鈴鹿の結果ですが、僕とニシ君のアバンティは最終戦だったので、チャンピオンが決定しました。
他はナオさんのKTもオオキ君のX30も12月に最終戦があります。
前日はそこそこだったナオさんですが、タイトラで路面の状態にシャーシーが合わないらしく、どうにもタイムが上がりません。
予選では1コーナーのクラッシュの煽りを受けて、そのままストップ。敗者復活戦行きとなります。

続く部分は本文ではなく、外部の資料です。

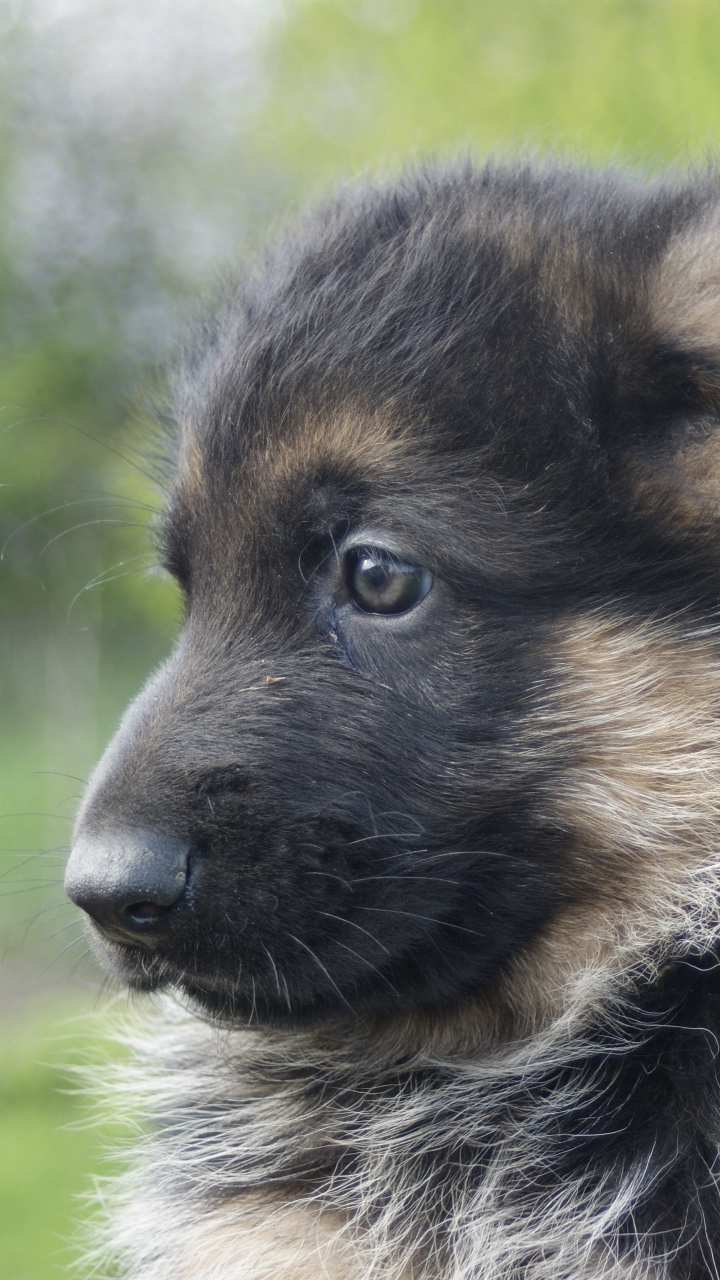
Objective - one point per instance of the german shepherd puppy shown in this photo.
(422, 817)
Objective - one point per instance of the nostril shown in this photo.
(140, 913)
(130, 880)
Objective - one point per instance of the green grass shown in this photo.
(48, 1153)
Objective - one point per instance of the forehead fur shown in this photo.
(520, 312)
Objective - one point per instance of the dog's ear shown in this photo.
(675, 400)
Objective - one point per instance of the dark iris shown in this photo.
(379, 583)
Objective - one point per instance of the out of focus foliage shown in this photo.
(146, 146)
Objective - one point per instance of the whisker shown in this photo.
(320, 965)
(415, 915)
(63, 421)
(355, 926)
(89, 524)
(108, 576)
(370, 965)
(76, 502)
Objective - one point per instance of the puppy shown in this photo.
(422, 817)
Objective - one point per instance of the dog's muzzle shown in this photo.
(128, 881)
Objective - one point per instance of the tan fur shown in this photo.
(254, 1239)
(637, 709)
(686, 289)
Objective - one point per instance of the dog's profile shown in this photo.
(422, 817)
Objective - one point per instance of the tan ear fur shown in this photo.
(684, 296)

敗者復活戦は11番手からしっかりと6位に食い込んで決勝進出となります。
決勝の最後尾から追い上げますが、ナオさんのシャーシー対策は十分な状態とは、ならなかったようで、苦しみながらの決勝となって、終了です。時々、こんな症状になるナオさんですが、きちんとテストをして、原因を解明していと思います。
次にオオキ君ですが、上向いた調子を維持したいところですが、あまり良い状況とは言えず、タイトラでも後方となってしまいます。

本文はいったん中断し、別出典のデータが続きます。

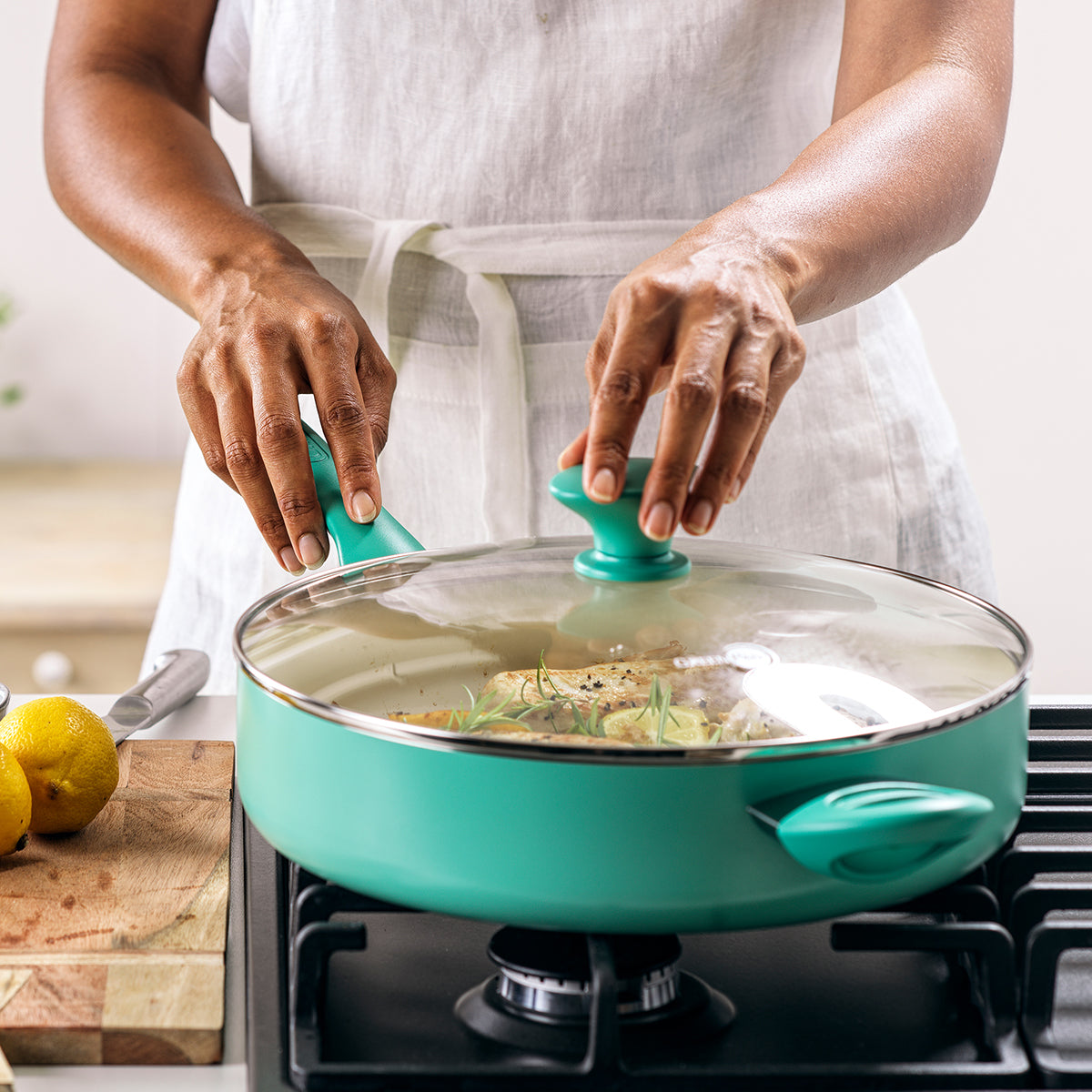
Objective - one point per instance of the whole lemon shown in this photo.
(15, 804)
(69, 758)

予選でスタート直後の1~2コーナーでクラッシュを避けて、ダートに飛び出してしまい、集団から大きく遅れます。
決勝は、かなり上向きましたが、スタート位置が悪かったので、中段で終了です。X30ではもう少し修行がいるようです。
さて、最後は僕とニシ君のアバンティです。まず僕は前日までの不調を引きずりながらのレースとなりましたが、タイトラで上手くアタック出来て、セカンドタイムとなりました。ニシ君はフレッシュタイヤを上手く活かせずに、かなり後方です。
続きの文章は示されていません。